The University Museum recently had the pleasure of acquiring this hand-woven basket by Jicarilla Apache artist Lydia Pesata. Mildred Miles of Las Cruces, NM donated the basket to the University Museum’s collection this December. Along with her late husband Charles Miles, Mildred passed through Dulce—the tribal headquarters of the Jicarilla Apache Nation—when traveling the state in 1990. They purchased the basket directly from Pesata after meeting her and learning about her craft.

2020.01.01, twined cylindrical basket by Lydia Pesata with diagonal designs.Charles and Mildred Miles with Lydia Pesata (center) holding basket.

Figure 1 (Left): Basket by Lydia Pesata, Jicarilla Apache, 1990. 2020.01.01, Gift of Charles and Mildred Miles.

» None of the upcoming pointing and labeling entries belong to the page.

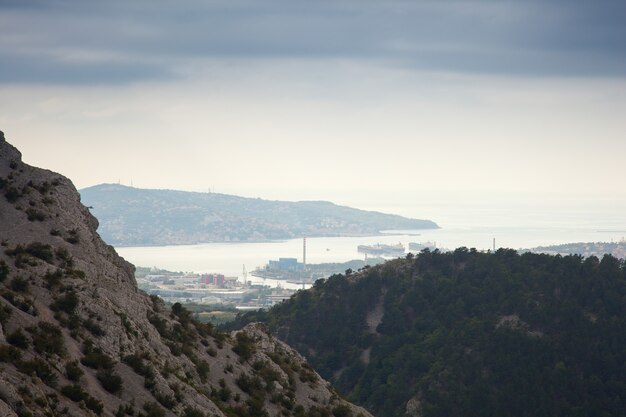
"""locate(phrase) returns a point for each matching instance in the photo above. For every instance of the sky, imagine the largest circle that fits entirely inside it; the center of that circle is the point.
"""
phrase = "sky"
(365, 102)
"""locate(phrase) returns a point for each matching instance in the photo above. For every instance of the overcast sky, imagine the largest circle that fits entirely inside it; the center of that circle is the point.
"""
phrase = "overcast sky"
(320, 99)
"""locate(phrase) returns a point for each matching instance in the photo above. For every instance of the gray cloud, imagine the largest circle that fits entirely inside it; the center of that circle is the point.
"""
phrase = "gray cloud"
(63, 41)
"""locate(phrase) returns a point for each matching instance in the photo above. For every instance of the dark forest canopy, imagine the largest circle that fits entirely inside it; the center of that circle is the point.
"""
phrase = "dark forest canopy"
(467, 333)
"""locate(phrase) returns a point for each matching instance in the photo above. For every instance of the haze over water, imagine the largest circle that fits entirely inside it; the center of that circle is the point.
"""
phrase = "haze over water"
(514, 224)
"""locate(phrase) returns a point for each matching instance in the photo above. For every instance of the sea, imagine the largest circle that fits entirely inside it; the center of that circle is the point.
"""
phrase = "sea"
(504, 224)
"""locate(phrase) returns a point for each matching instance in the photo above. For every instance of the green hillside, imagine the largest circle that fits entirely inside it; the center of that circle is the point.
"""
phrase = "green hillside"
(133, 216)
(468, 334)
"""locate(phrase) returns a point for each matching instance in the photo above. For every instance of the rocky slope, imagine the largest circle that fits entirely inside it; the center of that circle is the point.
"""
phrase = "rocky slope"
(133, 217)
(77, 338)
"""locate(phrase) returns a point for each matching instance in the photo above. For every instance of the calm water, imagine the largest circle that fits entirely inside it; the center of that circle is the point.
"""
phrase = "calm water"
(513, 225)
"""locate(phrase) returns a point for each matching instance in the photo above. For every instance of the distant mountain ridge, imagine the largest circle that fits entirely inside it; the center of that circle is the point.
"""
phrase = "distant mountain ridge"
(133, 217)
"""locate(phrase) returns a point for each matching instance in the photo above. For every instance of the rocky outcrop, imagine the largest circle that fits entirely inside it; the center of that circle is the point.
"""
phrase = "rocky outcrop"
(77, 337)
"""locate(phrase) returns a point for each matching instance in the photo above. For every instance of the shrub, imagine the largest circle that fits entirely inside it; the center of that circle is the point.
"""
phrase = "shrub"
(18, 339)
(4, 271)
(9, 354)
(38, 367)
(193, 412)
(53, 279)
(139, 366)
(165, 400)
(66, 303)
(152, 409)
(35, 215)
(74, 392)
(12, 194)
(48, 339)
(73, 237)
(19, 284)
(243, 347)
(109, 380)
(341, 411)
(203, 369)
(5, 313)
(97, 359)
(94, 405)
(64, 256)
(73, 371)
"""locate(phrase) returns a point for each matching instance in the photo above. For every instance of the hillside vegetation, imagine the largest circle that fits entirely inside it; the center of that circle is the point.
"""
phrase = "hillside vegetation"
(132, 217)
(468, 334)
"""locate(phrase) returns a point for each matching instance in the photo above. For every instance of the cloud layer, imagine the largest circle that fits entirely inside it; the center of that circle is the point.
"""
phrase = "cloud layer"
(113, 42)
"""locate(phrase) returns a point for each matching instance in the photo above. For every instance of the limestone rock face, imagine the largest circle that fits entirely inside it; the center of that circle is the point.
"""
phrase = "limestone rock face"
(77, 338)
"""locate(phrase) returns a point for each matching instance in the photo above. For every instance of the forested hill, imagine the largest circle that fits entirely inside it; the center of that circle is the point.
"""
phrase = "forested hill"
(132, 216)
(468, 334)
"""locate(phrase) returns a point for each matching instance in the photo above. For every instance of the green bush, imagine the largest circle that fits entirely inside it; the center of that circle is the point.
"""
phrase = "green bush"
(109, 380)
(95, 358)
(5, 313)
(19, 284)
(153, 409)
(18, 339)
(47, 339)
(9, 354)
(74, 392)
(35, 215)
(94, 405)
(66, 303)
(38, 367)
(244, 346)
(136, 362)
(203, 368)
(53, 279)
(4, 271)
(73, 371)
(193, 412)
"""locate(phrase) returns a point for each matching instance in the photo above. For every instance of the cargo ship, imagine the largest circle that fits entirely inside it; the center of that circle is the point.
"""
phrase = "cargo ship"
(382, 250)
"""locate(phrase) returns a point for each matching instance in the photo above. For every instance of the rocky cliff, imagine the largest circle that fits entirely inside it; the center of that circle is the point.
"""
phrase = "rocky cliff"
(77, 338)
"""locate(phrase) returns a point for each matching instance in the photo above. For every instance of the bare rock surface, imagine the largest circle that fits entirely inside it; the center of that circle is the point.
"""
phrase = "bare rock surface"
(77, 338)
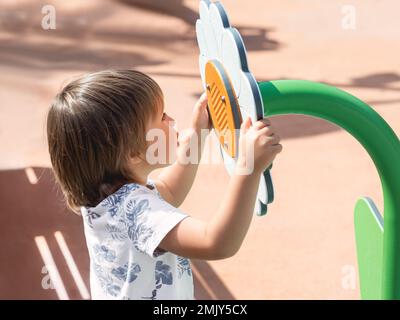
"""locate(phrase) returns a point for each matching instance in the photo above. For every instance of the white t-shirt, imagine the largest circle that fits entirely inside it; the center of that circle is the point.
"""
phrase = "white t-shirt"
(122, 234)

Figure 2 (Right): Charles and Mildred Miles with Lydia Pesata (center) in Dulce, NM, 1990. Photo courtesy of Mildred Miles.

Lydia Pesata is widely regarded as one of the foremost Jicarilla Apache basket weavers. She began weaving after watching her grandmother-in-law Tanzanita Pesata (1885-1968), who was also a talented weaver in the community. She practiced replicating the techniques and patterns she saw, and slowly built her skills over time. Lydia Pesata spoke about this process of learning and innovation in an interview with art historian Barbara Mauldin:


“It took me about five years to learn to weave baskets by watching my husband’s grandmother. That is when I got interested in plant dyes, because I wanted something that wasn’t so bright. I like to go out and hike around looking for new plants to experiment with.” (Mauldin 1984, 40)


As she alluded to in this statement, Lydia Pesata is well-known for her use of natural dyes to pigment the willow and/or sumac reeds used to weave her baskets. The University Museum’s basket likely includes these natural dyes in the diagonal patterns you see on the exterior. However, this basket is also an interesting example of Pesata’s weaving as it deviates from the most common styles and techniques of Jicarilla Apache basketry.


The vast majority of Jicarilla Apache baskets are made with the coiling technique, which involves stitching together coiled bunches of fibers. However, instead of coiling, Lydia Pesata created this basket using the technique of twining, which is far more common among examples of Western Apache basketry. She wove the flexible (weft) fibers in and out of the more ridged vertical spokes (warp) that form the overall structure. (See Figures 2 and 3 below to compare and contrast these techniques). Although not the same basket as the one in the University Museum’s collection, Lydia Pesata is holding a twined basket in-progress in the photo with Charles and Mildred Miles (Figure 1 above).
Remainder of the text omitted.